Deploying Agentic AI Solutions with Infrastructure as Code

AI agents are rapidly gaining adoption, and organizations of all sizes are experimenting with how to leverage them to optimize their processes, products, and customer experiences.

We see more and more organizations moving beyond proof-of-concept demos into production environments. Similar to any other software or infrastructure component, agent deployments require automation, security controls, and scalability built in from the start.

Infrastructure as code (IaC) has long been the foundation of effective platform engineering. In this post, we show how to use Terraform as the basis for production-grade AI agent deployments.

Combined with platform engineering principles, infrastructure as code helps ensure agents run consistently across environments, meet security requirements, and scale as demand grows.

What we’ll cover:

Core principles for agentic AI deployments

In this section, we will discuss a few overarching principles and core attributes essential for successful and robust agentic AI implementations.

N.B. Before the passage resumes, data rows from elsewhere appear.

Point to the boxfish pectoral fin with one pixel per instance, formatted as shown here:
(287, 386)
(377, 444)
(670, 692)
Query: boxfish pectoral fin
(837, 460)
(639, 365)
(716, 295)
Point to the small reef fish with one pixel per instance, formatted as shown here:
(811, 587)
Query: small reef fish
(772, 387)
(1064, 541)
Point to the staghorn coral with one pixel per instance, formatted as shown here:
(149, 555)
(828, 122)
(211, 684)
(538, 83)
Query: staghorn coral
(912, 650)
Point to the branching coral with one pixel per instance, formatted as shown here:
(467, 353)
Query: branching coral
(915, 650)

1. Security and identity controls

In many cases, agents access sensitive data and execute actions on behalf of users. They need a way to leverage fine-grained permissions and guardrails to ensure they can access only approved data sources and perform only the specific actions they need.

Identity-based access control determines and restricts what each agent can do. Role-based permissions prevent unauthorized access to resources.

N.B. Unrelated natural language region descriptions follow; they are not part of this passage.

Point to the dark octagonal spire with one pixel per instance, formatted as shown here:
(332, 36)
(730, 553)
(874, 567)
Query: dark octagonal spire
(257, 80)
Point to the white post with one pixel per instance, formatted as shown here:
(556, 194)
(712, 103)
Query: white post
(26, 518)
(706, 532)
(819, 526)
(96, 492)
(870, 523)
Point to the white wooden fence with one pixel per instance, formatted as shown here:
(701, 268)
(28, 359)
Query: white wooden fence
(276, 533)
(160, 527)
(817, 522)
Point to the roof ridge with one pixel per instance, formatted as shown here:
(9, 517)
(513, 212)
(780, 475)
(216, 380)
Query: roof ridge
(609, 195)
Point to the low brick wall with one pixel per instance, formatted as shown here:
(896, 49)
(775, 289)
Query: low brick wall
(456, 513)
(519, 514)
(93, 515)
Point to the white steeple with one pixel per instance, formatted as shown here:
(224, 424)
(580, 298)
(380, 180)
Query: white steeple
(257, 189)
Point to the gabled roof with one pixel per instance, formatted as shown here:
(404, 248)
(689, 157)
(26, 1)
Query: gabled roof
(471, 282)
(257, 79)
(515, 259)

2. Runtime and session isolation

Each agent session should run in an isolated environment. This prevents data leakage between adjacent agents and users, thereby addressing potential security issues. Isolated execution environments protect against unintended cross-session information leakage.

3. Context awareness

Agents often need to maintain state across interactions and remember user profiles, preferences, and past interactions. Agentic memory systems provide both short-term and long-term memory capabilities, including storing conversation history and learning preferences. This enables personalized responses without having to rebuild context each time.

4. Model and framework flexibility

AI models and frameworks are being introduced at an unprecedented rate, with providers competing to outdo one another every other month with their latest models and offerings.

Navigating this ecosystem and planning for future-proof setups isn’t easy. Agentic implementations shouldn’t lock you into specific models or frameworks.

Support for multiple providers lets you choose the right model for each use case. Framework agnosticism means you can switch between providers and tools as offerings evolve over time.

5. Easy integration with enterprise systems

Agents need to connect to existing systems through standardized interfaces. REST APIs, serverless code functions, and MCP servers become agent tools.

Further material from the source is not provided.